Recent developments in data science and machine learning, particularly in graph neural networks and representation learning and also in machine learning, have broadened the scope of knowledge graphs beyond their traditional use in search engines and recommender systems. They are increasingly used in scientific research, with notable applications in fields such as genomics, proteomics, and systems biology.[5]
History
[edit]The term was coined as early as 1972 by the Austrian linguist Edgar W. Schneider, in a discussion of how to build modular instructional systems for courses.[6] In the late 1980s, the University of Groningen and University of Twente jointly began a project called Knowledge Graphs, focusing on the design of semantic networks with edges restricted to a limited set of relations, to facilitate algebras on the graph. In subsequent decades, the distinction between semantic networks and knowledge graphs was blurred.
Some early knowledge graphs were topic-specific. In 1985, Wordnet was founded, capturing semantic relationships between words and meanings – an application of this idea to language itself. In 2005, Marc Wirk founded Geonames to capture relationships between different geographic names and locales and associated entities. In 1998 Andrew Edmonds of Science in Finance Ltd in the UK created a system called ThinkBase that offered fuzzy-logic based reasoning in a graphical context.[7] ThinkBase LLC[8]

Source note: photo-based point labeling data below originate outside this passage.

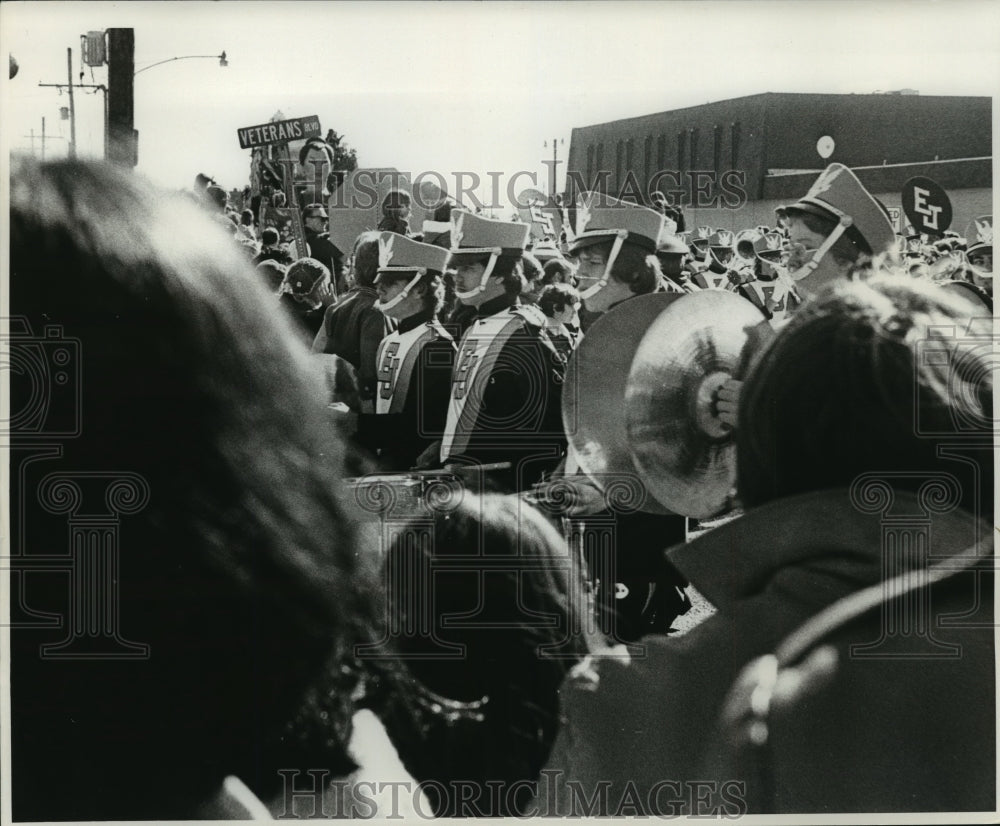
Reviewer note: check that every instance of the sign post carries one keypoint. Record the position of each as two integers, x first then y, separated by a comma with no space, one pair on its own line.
279,134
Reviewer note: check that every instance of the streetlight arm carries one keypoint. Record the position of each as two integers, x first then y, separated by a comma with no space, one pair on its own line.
220,57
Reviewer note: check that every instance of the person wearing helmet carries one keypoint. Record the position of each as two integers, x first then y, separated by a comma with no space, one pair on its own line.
835,229
615,251
979,252
505,410
415,360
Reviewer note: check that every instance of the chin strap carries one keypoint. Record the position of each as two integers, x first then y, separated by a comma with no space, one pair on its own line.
594,289
487,272
807,269
388,305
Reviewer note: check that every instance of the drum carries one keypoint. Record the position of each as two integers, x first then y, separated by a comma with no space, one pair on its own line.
380,496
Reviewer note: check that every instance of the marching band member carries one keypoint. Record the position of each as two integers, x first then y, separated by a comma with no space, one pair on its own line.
615,250
836,227
639,728
979,253
416,359
670,252
720,256
506,387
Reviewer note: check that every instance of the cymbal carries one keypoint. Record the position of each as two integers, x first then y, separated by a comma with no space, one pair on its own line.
686,455
974,293
595,388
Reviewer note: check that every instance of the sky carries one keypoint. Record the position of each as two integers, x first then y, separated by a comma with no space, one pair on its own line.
457,86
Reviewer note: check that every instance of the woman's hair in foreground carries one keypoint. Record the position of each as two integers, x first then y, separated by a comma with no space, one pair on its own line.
634,266
869,376
366,258
524,628
240,572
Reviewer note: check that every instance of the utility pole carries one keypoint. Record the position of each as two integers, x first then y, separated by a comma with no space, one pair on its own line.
72,109
121,135
45,137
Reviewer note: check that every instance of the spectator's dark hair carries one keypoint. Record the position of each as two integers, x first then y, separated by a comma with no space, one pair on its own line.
634,266
558,271
844,387
237,565
557,297
315,143
442,212
395,199
366,258
273,273
433,284
532,268
511,655
847,249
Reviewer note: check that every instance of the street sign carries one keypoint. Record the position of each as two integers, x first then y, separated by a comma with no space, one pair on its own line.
267,134
895,214
927,206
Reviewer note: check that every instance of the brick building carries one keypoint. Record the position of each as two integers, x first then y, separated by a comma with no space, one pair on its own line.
729,163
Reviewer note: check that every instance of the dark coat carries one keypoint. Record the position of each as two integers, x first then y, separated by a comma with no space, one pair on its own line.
353,330
520,418
401,437
634,721
326,252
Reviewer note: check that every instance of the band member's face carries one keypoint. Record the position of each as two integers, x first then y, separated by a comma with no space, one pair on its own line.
316,166
590,266
982,260
316,222
724,255
468,276
388,289
670,263
803,243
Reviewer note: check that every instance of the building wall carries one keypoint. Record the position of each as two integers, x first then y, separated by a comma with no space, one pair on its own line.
966,204
770,131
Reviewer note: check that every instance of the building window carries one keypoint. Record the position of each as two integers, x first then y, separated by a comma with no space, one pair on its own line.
647,158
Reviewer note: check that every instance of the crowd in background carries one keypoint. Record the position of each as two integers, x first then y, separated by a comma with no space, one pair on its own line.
284,654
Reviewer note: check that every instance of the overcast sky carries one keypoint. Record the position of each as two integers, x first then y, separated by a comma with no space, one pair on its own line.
468,86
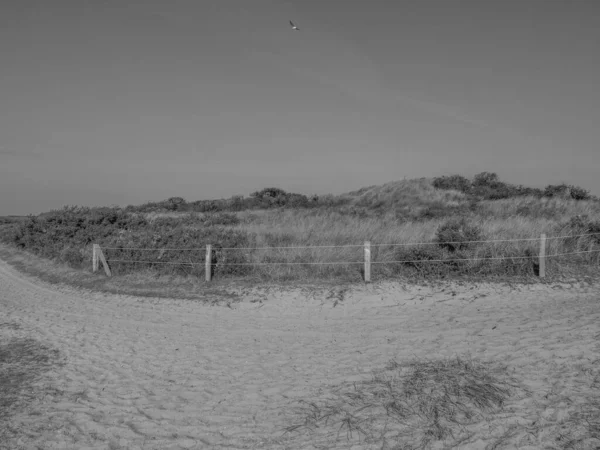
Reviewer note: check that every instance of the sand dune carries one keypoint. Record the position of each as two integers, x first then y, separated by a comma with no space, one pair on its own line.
167,374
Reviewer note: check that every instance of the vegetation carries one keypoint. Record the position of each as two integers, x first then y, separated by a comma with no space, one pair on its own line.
418,228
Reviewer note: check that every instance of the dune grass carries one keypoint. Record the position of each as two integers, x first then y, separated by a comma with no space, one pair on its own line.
407,223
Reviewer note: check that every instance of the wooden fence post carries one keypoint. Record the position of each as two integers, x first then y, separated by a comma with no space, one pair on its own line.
207,262
367,261
543,255
95,258
100,256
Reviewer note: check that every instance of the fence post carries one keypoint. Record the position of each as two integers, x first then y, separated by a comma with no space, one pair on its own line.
94,258
543,255
207,262
367,261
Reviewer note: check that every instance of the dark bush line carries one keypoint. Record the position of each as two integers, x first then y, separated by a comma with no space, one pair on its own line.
65,235
487,186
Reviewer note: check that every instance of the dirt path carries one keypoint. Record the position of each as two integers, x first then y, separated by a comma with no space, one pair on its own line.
167,374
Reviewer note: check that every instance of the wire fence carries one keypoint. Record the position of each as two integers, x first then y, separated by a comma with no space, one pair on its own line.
351,245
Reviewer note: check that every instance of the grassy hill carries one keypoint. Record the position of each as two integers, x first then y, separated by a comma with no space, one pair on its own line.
417,228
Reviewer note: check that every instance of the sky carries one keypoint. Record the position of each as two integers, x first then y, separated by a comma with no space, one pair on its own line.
119,102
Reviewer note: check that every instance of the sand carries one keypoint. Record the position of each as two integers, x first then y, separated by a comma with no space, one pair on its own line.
169,374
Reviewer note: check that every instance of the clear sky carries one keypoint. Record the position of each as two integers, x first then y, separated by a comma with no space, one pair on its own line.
127,101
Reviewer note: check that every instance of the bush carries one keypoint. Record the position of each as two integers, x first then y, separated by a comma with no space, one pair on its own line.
556,190
423,259
221,218
485,179
578,193
456,182
455,234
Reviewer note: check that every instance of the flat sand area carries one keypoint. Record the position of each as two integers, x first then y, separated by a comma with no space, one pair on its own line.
169,374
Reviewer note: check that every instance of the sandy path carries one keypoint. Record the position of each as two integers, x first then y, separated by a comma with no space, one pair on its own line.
166,374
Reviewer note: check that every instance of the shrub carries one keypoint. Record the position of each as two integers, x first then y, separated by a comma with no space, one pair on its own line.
221,218
456,182
422,259
556,190
578,193
485,179
455,234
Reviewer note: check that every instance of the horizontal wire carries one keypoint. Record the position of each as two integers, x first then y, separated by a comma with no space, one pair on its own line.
353,245
362,262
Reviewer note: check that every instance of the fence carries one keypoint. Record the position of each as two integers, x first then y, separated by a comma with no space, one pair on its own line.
210,260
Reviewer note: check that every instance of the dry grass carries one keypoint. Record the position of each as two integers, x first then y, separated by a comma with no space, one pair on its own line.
448,403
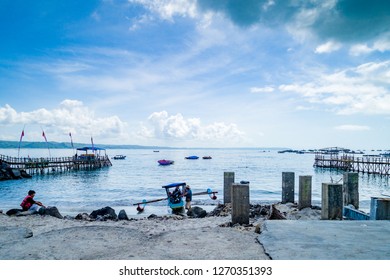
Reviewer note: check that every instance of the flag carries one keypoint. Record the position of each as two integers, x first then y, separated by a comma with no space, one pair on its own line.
71,140
20,141
21,135
44,136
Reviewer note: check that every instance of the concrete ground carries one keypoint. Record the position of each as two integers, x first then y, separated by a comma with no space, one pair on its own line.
326,240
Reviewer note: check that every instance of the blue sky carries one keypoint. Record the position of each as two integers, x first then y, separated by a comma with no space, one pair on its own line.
197,73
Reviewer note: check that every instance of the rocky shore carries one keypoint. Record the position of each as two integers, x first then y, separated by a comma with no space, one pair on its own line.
103,234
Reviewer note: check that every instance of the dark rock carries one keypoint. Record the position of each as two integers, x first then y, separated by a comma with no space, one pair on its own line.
106,212
122,215
13,212
51,211
83,216
196,212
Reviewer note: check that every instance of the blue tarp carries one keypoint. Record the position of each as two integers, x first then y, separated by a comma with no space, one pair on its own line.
90,148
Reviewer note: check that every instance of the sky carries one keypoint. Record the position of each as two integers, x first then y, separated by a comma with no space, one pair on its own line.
300,74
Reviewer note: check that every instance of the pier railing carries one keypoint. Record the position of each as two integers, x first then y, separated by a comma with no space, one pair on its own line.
56,164
364,164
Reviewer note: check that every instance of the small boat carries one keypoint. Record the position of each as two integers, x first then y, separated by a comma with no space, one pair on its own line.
119,157
174,197
165,162
192,157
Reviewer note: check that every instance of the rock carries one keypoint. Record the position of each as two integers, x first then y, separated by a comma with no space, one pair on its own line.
196,212
13,211
83,216
152,216
52,211
122,215
106,212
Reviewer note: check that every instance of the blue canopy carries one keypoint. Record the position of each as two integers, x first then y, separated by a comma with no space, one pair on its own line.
173,185
90,148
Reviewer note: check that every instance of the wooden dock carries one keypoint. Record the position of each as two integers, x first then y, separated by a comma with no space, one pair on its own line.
351,163
56,164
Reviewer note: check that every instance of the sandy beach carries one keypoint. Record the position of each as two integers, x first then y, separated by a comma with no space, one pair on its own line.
42,237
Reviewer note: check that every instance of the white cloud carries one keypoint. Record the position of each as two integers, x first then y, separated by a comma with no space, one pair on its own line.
262,89
363,89
70,116
328,47
349,127
161,125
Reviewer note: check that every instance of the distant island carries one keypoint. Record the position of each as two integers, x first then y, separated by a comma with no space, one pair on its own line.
65,145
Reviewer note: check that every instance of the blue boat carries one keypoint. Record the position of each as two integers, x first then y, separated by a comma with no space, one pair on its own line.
175,198
192,157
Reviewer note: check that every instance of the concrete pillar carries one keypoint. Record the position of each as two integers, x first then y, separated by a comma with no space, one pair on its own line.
288,185
304,192
228,180
380,208
351,189
332,201
240,204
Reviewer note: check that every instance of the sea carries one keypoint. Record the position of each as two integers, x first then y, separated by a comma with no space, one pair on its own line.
139,177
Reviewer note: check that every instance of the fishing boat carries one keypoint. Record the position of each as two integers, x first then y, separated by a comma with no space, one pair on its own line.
165,162
192,157
174,196
119,157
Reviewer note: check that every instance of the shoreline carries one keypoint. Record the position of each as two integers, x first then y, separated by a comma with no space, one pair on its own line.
157,237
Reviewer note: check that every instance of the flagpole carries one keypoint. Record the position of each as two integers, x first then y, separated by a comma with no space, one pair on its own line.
44,136
20,140
71,141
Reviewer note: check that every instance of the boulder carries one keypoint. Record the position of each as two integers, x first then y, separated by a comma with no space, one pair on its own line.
106,212
51,211
196,212
13,212
122,215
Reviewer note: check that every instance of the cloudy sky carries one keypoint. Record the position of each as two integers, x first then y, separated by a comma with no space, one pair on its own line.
197,73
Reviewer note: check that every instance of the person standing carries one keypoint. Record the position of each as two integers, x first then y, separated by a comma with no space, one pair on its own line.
188,195
29,204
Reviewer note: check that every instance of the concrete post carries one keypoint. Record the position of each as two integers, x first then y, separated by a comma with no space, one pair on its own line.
351,189
288,185
380,208
304,192
228,180
240,204
332,201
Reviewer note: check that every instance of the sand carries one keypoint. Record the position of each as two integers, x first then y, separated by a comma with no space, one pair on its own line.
37,237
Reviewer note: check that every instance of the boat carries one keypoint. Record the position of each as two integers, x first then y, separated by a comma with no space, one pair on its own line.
192,157
165,162
119,157
175,197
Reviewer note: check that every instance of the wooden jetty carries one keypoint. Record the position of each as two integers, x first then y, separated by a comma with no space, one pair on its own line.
372,164
57,164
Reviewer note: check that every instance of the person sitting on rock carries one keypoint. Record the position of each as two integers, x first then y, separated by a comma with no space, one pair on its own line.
176,195
188,195
29,204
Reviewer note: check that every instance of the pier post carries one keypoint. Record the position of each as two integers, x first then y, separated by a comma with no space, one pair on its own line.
228,180
288,185
351,189
305,183
332,201
240,204
380,208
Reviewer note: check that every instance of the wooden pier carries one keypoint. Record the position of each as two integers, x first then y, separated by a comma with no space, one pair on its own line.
56,164
351,163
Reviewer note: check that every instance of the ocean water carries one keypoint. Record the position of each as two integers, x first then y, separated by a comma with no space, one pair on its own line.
139,177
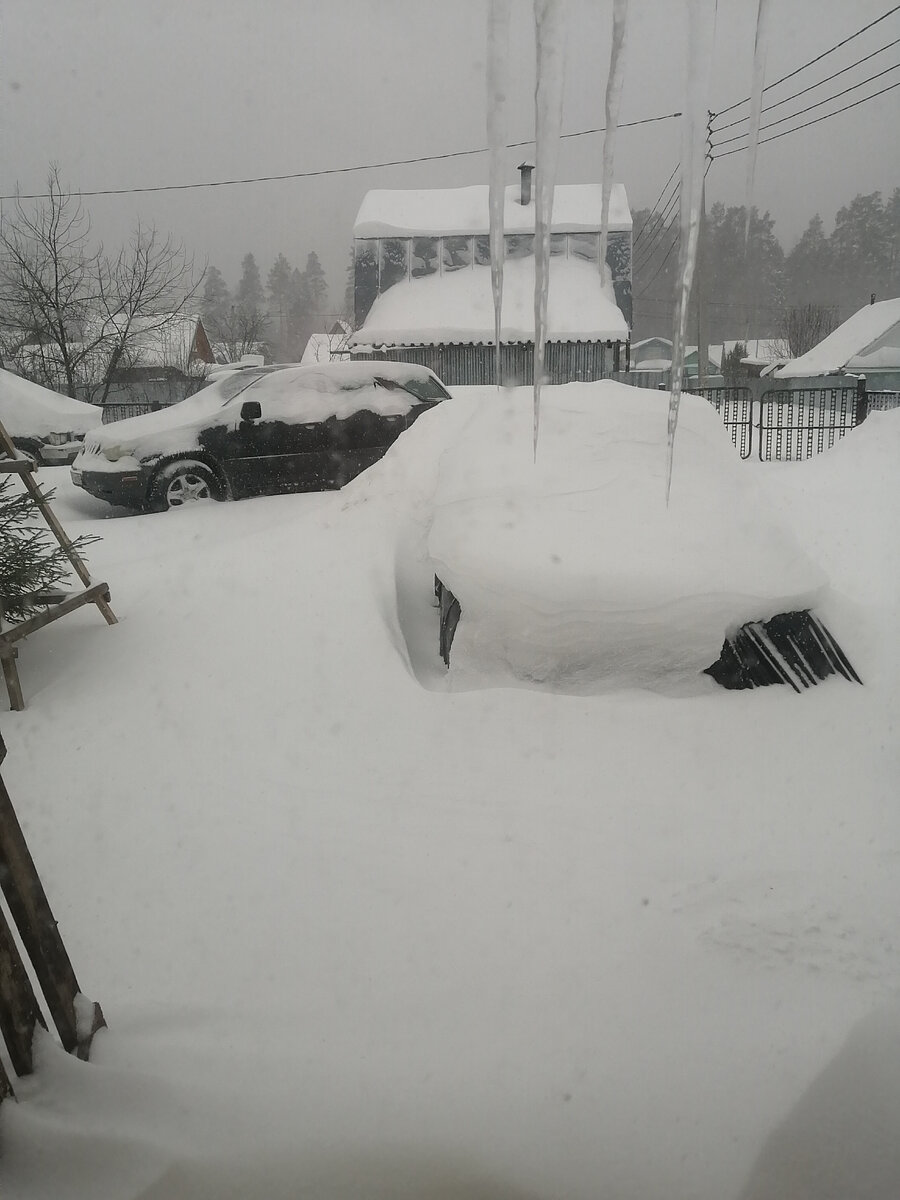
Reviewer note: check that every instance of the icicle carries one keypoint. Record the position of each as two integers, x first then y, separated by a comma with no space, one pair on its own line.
498,21
613,95
760,47
701,41
550,46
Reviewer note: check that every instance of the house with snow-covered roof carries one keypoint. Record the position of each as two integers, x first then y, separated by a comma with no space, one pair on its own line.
867,343
423,283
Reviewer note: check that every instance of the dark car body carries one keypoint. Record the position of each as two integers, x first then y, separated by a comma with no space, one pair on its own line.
261,432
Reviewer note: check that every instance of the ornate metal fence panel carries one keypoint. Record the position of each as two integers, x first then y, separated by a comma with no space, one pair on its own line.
736,408
798,423
882,401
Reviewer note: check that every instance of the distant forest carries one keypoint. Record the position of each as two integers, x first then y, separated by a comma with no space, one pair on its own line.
748,293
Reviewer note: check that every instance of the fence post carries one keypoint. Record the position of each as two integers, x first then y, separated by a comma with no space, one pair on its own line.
862,401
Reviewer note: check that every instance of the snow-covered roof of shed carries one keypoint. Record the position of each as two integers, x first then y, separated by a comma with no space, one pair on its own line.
870,339
465,210
459,307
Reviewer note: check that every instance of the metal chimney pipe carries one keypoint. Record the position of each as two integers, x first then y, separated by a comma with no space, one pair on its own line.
526,169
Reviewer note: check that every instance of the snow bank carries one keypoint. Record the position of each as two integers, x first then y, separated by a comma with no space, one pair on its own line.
574,571
465,210
29,411
459,307
873,323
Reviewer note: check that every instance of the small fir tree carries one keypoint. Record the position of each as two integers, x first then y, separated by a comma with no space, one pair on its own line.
30,559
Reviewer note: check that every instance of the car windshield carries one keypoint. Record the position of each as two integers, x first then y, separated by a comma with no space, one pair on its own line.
421,387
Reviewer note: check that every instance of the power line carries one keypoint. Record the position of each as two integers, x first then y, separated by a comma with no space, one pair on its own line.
331,171
814,121
653,226
817,59
819,83
811,108
655,204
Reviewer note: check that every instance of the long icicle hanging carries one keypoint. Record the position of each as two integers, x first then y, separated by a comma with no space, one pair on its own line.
550,51
701,42
760,48
498,22
613,95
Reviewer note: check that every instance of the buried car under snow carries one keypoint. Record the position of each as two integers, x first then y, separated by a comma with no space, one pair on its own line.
43,424
571,571
258,432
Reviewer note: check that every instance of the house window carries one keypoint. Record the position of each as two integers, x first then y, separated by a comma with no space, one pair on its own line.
395,262
520,245
585,245
456,253
424,258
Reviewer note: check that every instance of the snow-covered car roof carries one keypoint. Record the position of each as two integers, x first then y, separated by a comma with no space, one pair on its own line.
304,394
27,409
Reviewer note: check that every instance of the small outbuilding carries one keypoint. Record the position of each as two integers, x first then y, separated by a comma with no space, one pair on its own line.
867,343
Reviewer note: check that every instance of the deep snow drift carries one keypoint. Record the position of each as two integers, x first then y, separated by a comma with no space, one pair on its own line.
360,937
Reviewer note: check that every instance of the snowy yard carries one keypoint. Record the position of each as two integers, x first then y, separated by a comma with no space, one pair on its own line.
359,933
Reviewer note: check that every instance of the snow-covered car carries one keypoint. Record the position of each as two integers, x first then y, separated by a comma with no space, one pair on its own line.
43,424
571,571
258,432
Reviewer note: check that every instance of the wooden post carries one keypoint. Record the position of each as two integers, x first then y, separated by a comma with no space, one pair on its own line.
39,933
862,401
18,1007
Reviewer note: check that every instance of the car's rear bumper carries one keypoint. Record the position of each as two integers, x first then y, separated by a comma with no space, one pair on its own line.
60,455
127,489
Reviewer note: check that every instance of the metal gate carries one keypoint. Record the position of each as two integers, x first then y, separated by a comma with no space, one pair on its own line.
798,423
789,424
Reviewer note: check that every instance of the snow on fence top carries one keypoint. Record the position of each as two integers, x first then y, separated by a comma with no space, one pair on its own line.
465,210
869,339
459,307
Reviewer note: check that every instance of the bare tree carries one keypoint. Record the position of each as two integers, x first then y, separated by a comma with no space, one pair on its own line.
804,327
71,316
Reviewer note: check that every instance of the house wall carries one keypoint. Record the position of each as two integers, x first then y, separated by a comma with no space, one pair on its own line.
382,262
475,365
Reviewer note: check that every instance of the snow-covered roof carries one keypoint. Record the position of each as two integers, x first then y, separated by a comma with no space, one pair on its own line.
459,307
869,340
465,210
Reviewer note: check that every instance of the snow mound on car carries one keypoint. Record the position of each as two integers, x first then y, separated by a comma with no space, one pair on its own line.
27,409
571,570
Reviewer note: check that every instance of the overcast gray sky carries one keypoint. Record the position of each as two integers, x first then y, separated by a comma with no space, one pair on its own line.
142,93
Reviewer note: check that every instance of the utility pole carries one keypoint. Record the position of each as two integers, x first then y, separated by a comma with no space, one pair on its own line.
700,271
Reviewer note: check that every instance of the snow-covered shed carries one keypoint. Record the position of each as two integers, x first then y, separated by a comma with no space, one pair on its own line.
423,282
867,343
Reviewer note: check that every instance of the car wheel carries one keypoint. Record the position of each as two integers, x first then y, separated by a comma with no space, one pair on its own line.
180,484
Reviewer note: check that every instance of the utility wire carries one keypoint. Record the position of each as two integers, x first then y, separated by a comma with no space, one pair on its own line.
333,171
777,103
655,204
810,108
652,227
648,252
817,59
814,121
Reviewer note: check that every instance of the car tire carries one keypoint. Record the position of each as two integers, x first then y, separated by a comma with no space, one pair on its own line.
184,483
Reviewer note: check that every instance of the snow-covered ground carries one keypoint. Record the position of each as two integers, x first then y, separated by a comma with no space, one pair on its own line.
360,934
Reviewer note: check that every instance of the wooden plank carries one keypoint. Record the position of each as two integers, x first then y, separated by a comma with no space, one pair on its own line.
94,594
37,929
18,1007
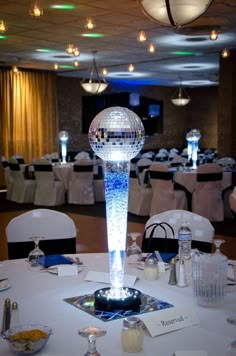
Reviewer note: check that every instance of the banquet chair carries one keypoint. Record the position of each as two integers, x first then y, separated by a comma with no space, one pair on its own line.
80,188
139,197
143,165
8,177
57,229
226,162
202,230
164,196
232,202
22,189
207,199
48,191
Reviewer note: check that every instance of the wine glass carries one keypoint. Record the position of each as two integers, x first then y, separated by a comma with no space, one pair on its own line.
36,255
218,243
91,333
134,252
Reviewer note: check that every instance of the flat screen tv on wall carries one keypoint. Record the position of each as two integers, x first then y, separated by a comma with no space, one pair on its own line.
149,110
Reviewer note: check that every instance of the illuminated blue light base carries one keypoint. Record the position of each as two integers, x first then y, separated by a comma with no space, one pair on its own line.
194,153
63,151
116,178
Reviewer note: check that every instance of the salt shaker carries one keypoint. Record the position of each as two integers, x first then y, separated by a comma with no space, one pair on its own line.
132,334
151,270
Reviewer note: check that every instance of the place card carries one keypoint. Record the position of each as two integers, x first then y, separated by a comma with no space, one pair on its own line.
171,319
191,353
104,277
67,270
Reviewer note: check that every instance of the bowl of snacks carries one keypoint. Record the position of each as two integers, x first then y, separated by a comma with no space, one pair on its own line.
27,339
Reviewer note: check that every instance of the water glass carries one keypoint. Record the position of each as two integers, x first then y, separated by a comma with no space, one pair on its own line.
209,275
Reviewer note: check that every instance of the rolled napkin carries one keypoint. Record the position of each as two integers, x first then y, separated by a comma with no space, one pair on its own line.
53,260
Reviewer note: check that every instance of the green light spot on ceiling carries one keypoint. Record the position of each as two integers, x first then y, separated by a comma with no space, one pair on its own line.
63,7
183,53
44,50
65,66
92,35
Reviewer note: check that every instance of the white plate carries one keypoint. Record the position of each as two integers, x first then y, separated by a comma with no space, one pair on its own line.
54,269
140,265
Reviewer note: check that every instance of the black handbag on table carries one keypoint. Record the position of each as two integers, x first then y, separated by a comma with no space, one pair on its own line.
156,243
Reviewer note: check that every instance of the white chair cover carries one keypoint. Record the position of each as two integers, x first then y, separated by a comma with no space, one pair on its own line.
164,197
80,189
57,228
207,199
139,197
202,229
22,190
8,177
49,192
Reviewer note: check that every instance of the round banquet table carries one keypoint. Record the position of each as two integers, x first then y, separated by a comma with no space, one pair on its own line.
40,297
189,179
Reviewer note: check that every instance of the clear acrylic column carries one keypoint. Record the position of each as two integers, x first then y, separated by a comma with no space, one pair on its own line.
195,140
63,137
116,135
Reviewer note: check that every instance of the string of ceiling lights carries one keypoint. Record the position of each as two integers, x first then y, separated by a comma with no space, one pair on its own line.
176,15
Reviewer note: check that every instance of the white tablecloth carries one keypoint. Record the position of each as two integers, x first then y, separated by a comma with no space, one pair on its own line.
189,180
40,298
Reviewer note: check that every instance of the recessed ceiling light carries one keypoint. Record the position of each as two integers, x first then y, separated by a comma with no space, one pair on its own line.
44,50
63,7
93,35
183,53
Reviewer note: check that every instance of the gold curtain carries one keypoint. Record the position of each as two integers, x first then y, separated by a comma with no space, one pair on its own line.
28,113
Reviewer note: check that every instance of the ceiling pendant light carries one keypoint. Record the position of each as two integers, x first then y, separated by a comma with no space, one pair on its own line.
36,10
142,36
3,26
225,53
70,49
131,68
180,97
95,84
151,48
213,35
174,13
89,24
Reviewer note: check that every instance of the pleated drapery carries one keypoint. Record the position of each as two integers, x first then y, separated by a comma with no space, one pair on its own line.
28,113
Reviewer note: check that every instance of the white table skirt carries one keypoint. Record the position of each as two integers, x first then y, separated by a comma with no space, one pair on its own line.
40,298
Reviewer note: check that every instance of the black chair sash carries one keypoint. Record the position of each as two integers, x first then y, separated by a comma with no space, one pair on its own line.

In 2007, both DBpedia and Freebase were founded as graph-based knowledge repositories for general-purpose knowledge. DBpedia focused exclusively on data extracted from Wikipedia, while Freebase also included a range of public datasets. Neither described themselves as a 'knowledge graph' but developed and described related concepts.
In 2012, Google introduced their Knowledge Graph,[9] building on DBpedia and Freebase among other sources. They later incorporated RDFa, Microdata, JSON-LD content extracted from indexed web pages, including the CIA World Factbook, Wikidata, and Wikipedia.[9][10] Entity and relationship types associated with this knowledge graph have been further organized using terms from the schema.org[11] vocabulary. The Google Knowledge Graph became a successful complement to string-based search within Google, and its popularity online brought the term into more common use.[11]
Since then, several large multinationals have advertised their knowledge graphs use, further popularising the term. These include Facebook, LinkedIn, Airbnb, Microsoft, Amazon, Uber and eBay.[12]
In 2019, IEEE combined its annual international conferences on "Big Knowledge" and "Data Mining and Intelligent Computing" into the International Conference on Knowledge Graph.[13]
Definitions
[edit]There is no single commonly accepted definition of a knowledge graph. Most definitions view the topic through a Semantic Web lens and include these features:[14]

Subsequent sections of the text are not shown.